Now, I'm here already for a month and I can say that while adjustments are being made on my end, I feel that I am happy with this job. I have a feeling that I am going to last years here even if it takes harsh words or difficulties in the job, I'm not giving up. I want this. I need this. I've already made good friends with most of my new officemates, I've got a good schedule and the pay is also good for a day job. This is way more than I have expected. I am thankful that God helped me find this. Whatever His reasons are, I thank Him for this opportunity.

Monday, September 6, 2010

Plans!Plans!Plans!

OK. This is my blog and I just wish that nobdy's gonna f*** up with what I will be posting. Reasong being is that if I say this plan to someone, that someone might think that I am just one hella young girl making plans without a single thought on how I would do it. So, here it goes...

I have a plan. A very big plan. Not just a plan for myself but a plan for OUR lives ( me and my family and my future husband and kids ). First, I want to have Php 50,000 in my bank account. As soon as that happens, I will franchise a siomai house and place it in Fast Bites near the Call Centers. Then, I will buy stocks and just let my money grow. I will save and save and save money!!!!!
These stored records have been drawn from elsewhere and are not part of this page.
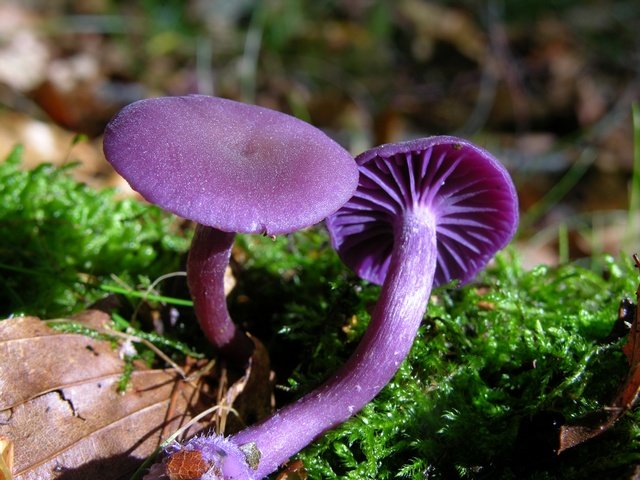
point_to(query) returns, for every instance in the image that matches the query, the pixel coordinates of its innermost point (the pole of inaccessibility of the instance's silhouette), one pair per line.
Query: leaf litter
(68, 384)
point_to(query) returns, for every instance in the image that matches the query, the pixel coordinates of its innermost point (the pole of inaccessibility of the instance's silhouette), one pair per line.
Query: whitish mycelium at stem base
(425, 213)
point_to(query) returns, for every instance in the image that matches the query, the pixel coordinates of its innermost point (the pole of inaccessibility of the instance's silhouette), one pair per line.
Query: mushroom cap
(467, 190)
(229, 165)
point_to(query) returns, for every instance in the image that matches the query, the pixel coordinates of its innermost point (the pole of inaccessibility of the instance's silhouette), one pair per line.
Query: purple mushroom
(232, 168)
(425, 212)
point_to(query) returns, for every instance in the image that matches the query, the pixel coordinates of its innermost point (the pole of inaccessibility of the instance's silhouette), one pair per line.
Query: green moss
(61, 240)
(494, 364)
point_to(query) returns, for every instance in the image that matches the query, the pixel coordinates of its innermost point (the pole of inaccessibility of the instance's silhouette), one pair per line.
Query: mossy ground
(495, 363)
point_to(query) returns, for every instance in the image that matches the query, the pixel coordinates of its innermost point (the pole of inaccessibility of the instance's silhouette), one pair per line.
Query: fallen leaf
(6, 458)
(61, 409)
(595, 423)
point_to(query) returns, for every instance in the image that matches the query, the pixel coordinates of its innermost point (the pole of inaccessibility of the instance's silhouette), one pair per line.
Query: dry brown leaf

Haaaaaaaaayyyyyyyyyyyyyyyyy.................. just so you know, I AM MRE THAN JUST DETERMINED TO DO IT. MAKE IT HAPPEN.

Thursday, September 2, 2010

What a Surprise

I dropped by Honey's place last night after work. We were cuddling and chatting and then suddenly, he told me that he's gonna show me something that I might be surprised to see ( I asked him if I would be annoyed of what I'll be seeing before I allowed hum to show it to me ). And so he showed me a message in Facebook from his ex, Nikki. She was apologizing for what she did and was offering her friendship. I replied:

"I read the message you sent to Mark. To be honest with you, I wasn't surprised. I felt the same way few months back, I wanted to text you and at least clear things up. I wasn't a rude or bitchy girl for real, like the one you have encountered last year. I just don't like the way you spoke to Mark and the way you were making things work out for you regardless of other people around him being affected. I'm also sorry for acting that way. Now as for you and Mark, I can't say that both of you can already be friends just like before but at least I can say that Mark and I have already moved on with our lives and totally forgot what happened between the three of us. We are already very happy with what we have and we hope that you are experiencing the same happiness with Jon. We( I mean Mark or I ) can't offer the same friendship that you are offering but let me just say that we are not keeping any grudges towards you as well. Let's all just move on with our lives and just let things happen as they are planned by God. Who knows, there might be a good chance in the future to have that "friendship" so let's just allow God to help us find our way towards that."

She replied this morning:

Thanks Anj, apology accepted. It would also be nice, though, to hear from Mark as well. As for the friendship thing, no worries...i totally respect your wishes. As long as there are no ill feelings towards anybody, then all is good. That is, after all, what we truly hope to attain from this.Yes, indeed I am very happy with Jon as well. With our marriage and baby soon to come, there's nothing else more we could hope for.ü

With that said, may we all move forward hereon and live our blessed lives with the peace this has granted everyone. God bless.

cc: Mark Medina


Oh well, I'm not mad at her I was just annoyed of her attitude which is utterly different. Anyway, and so... as she said, she's having a baby. Fine. For the baby, I'm willing to forget how annoying she is. Promise. No hard feelings. Anyway, I'm happy right now with Mark and that's gonna be nothing compared to all the love and blessings that I've been getting. It was a surprise, really. A good surprise that finally, someone realized how she had wronged other people and had the courage to even apologize. I just hope that she learned a lot from the experience.